How many times have I chased away my children with my impulsive words or quick temper? Too many to count.
Without outlining the nitty-gritty details of my personal life, I’ll “plead the Fifth Amendment” here—on the grounds that my answer may be self-humiliating.
Good word. So, I’ll just quote the wisdom of the Bible.
And now a word to you parents. Don’t keep on scolding and nagging your children, making them angry and resentful. Rather, bring them up with the loving discipline the Lord himself approves, with suggestions and godly advice. (Eph. 6:4 LB)
Am I cautious with my movements and reactions as I relate to my own children and grandchildren? I’m working on that one.
After I expressed my concerns and expectations to my daughter about a situation with one of her children, I regretted my hasty response and unsolicited advice. So, I offered a heartfelt apology, hoping and praying for her forgiveness. I realized that my emotional reactions often bring unintended consequences.

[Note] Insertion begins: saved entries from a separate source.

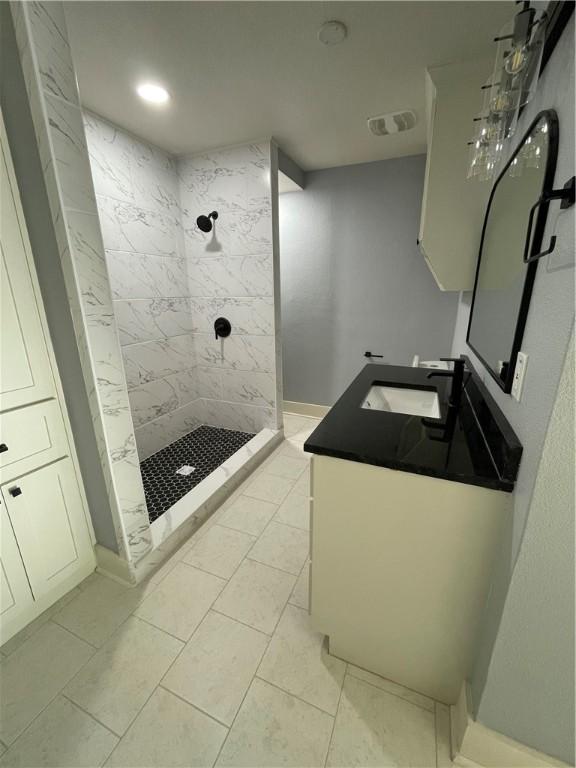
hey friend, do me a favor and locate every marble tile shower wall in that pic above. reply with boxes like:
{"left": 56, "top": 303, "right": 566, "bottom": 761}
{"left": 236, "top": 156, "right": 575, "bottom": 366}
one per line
{"left": 10, "top": 1, "right": 152, "bottom": 566}
{"left": 178, "top": 143, "right": 278, "bottom": 436}
{"left": 84, "top": 113, "right": 202, "bottom": 461}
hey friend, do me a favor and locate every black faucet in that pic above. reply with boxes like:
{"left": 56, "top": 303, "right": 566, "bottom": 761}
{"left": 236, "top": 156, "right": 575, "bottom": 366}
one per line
{"left": 427, "top": 358, "right": 466, "bottom": 408}
{"left": 421, "top": 358, "right": 466, "bottom": 431}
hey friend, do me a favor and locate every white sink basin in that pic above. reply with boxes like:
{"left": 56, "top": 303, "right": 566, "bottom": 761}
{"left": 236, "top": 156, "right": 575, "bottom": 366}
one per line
{"left": 361, "top": 384, "right": 440, "bottom": 419}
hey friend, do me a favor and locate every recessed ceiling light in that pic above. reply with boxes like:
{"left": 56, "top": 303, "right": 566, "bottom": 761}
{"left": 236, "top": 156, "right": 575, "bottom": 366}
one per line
{"left": 136, "top": 82, "right": 170, "bottom": 105}
{"left": 318, "top": 20, "right": 347, "bottom": 46}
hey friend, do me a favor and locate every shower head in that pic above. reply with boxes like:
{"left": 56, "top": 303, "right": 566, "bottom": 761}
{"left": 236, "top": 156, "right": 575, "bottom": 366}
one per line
{"left": 196, "top": 211, "right": 218, "bottom": 233}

Reflection. Sometimes our silence speaks more clearly than our words. I know my voice can scare away an animal or bird, but sometimes I forget that just one inappropriate word can also repel a child, friend, or loved one.
We often use our written and spoken words to express our thoughts and feelings. But at times, we fail to guard our choice of words or listen to others. As a writer, I know the importance of editing my words. But often, I forget to consider the power of my spoken words, and I fail to “be quick to listen, slow to speak, and slow to get angry.” (Jms. 1:9 NLT)

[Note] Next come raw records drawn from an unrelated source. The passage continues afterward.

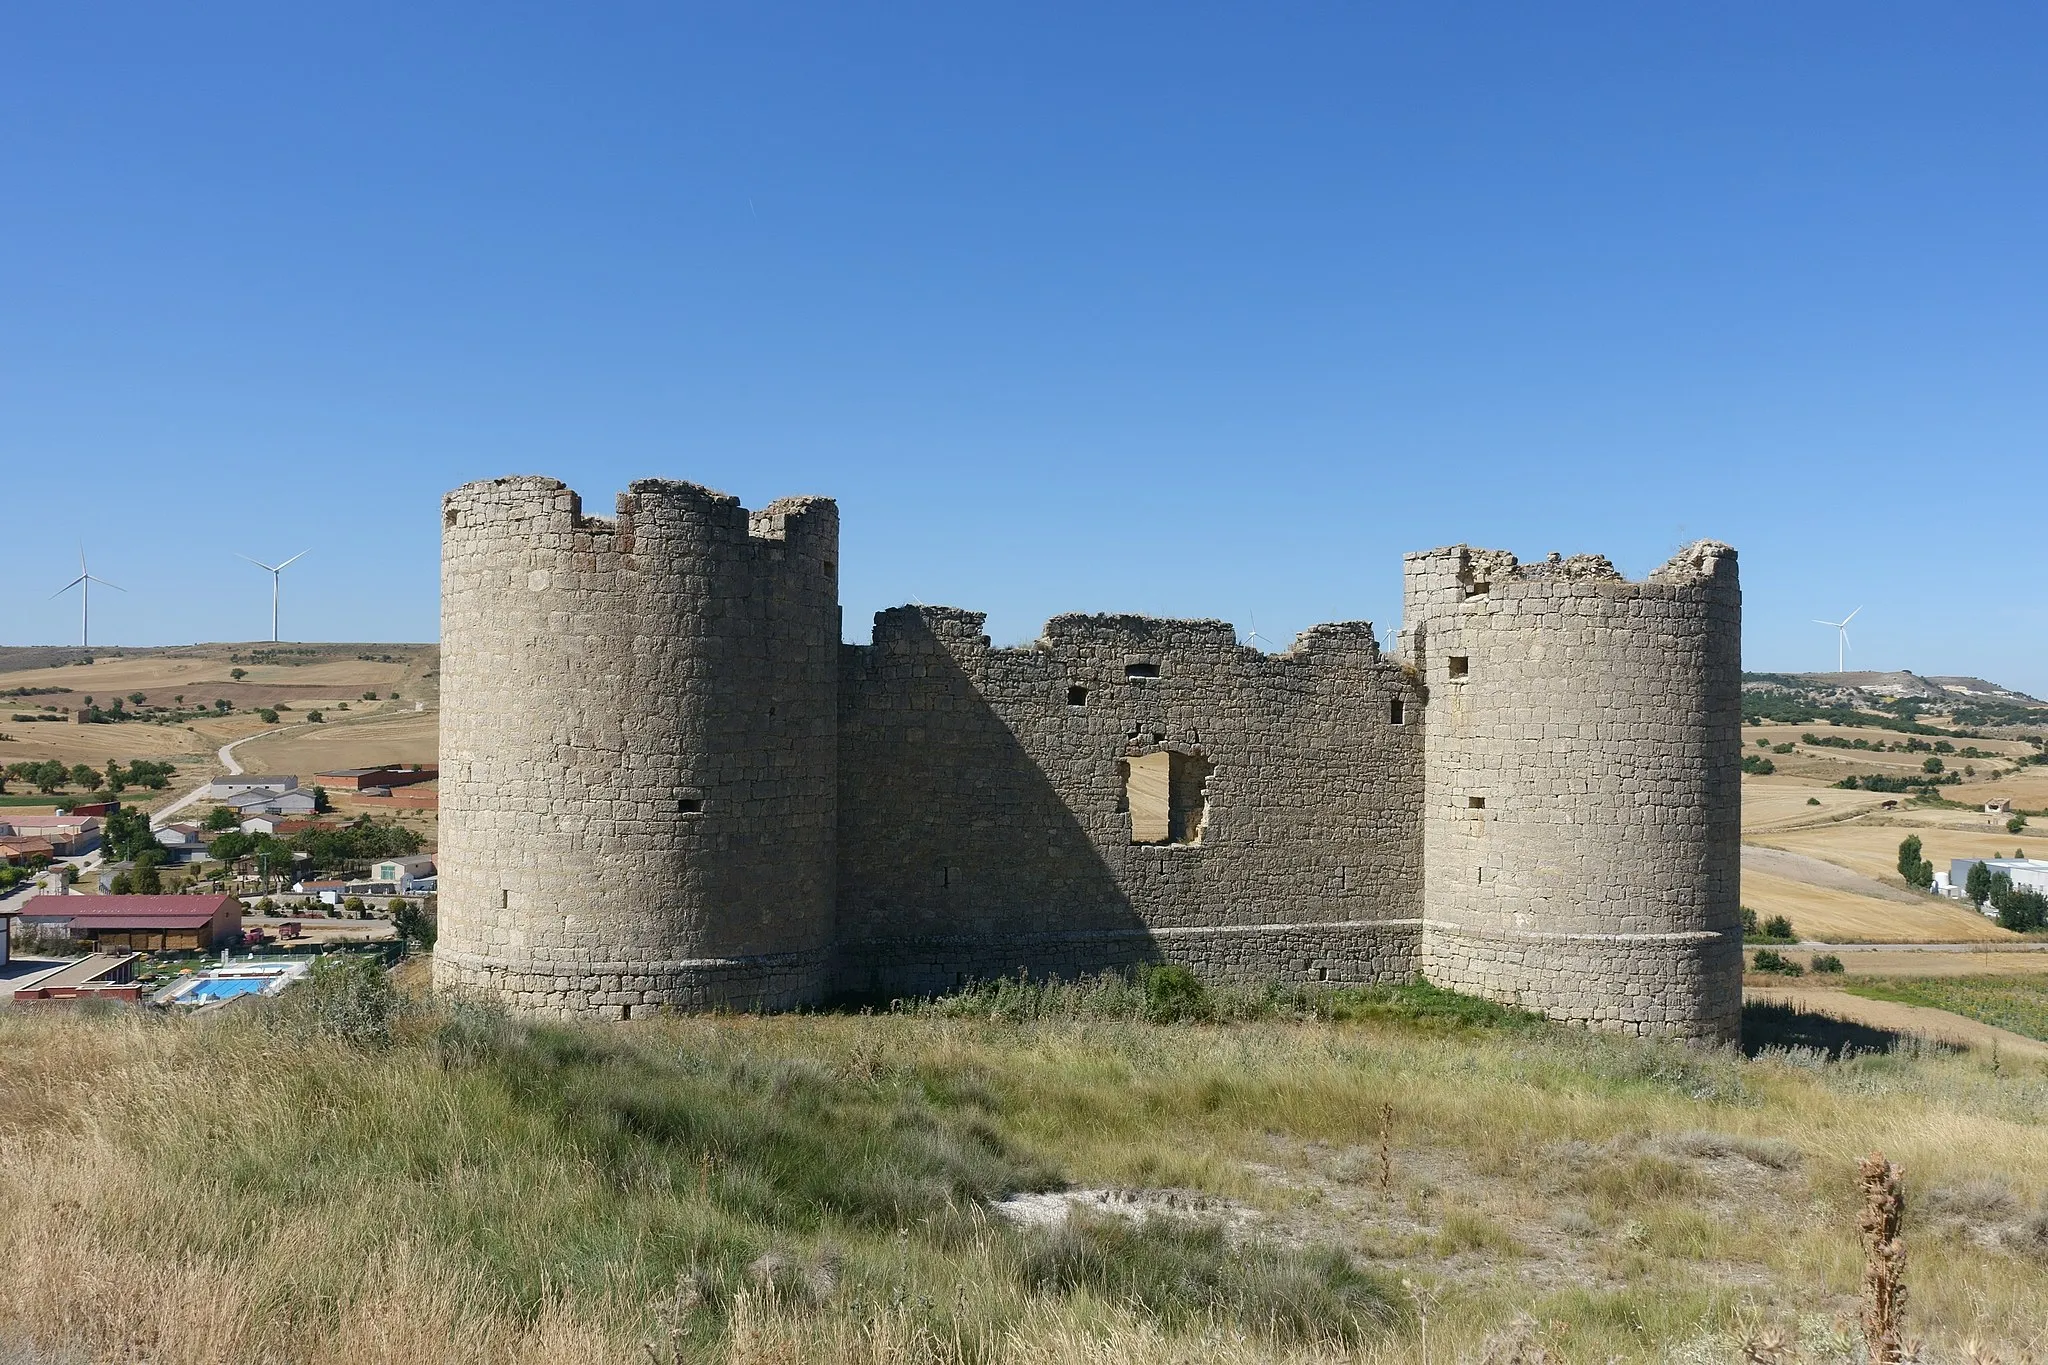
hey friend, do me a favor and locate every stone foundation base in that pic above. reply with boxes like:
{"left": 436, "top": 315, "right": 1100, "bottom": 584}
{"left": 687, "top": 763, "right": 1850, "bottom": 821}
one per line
{"left": 835, "top": 919, "right": 1425, "bottom": 998}
{"left": 432, "top": 945, "right": 832, "bottom": 1018}
{"left": 1421, "top": 922, "right": 1742, "bottom": 1041}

When the doe appeared in my backyard again, I knew to be quiet. Opening a squeaky door or stepping on the dry, parched leaves would propel her to run to a safer place with her fawn.
As I watched the doe scamper away with her young a few minutes later, I thanked God for the lessons He sends me in nature for my own family and for my writing life. I offered a prayer of thanksgiving for being exposed to His truth expressed in nature and in my everyday life. Then, I asked Him to help me release my children and all of my expectations once again.
What concerns and expectations do you hope to release to God?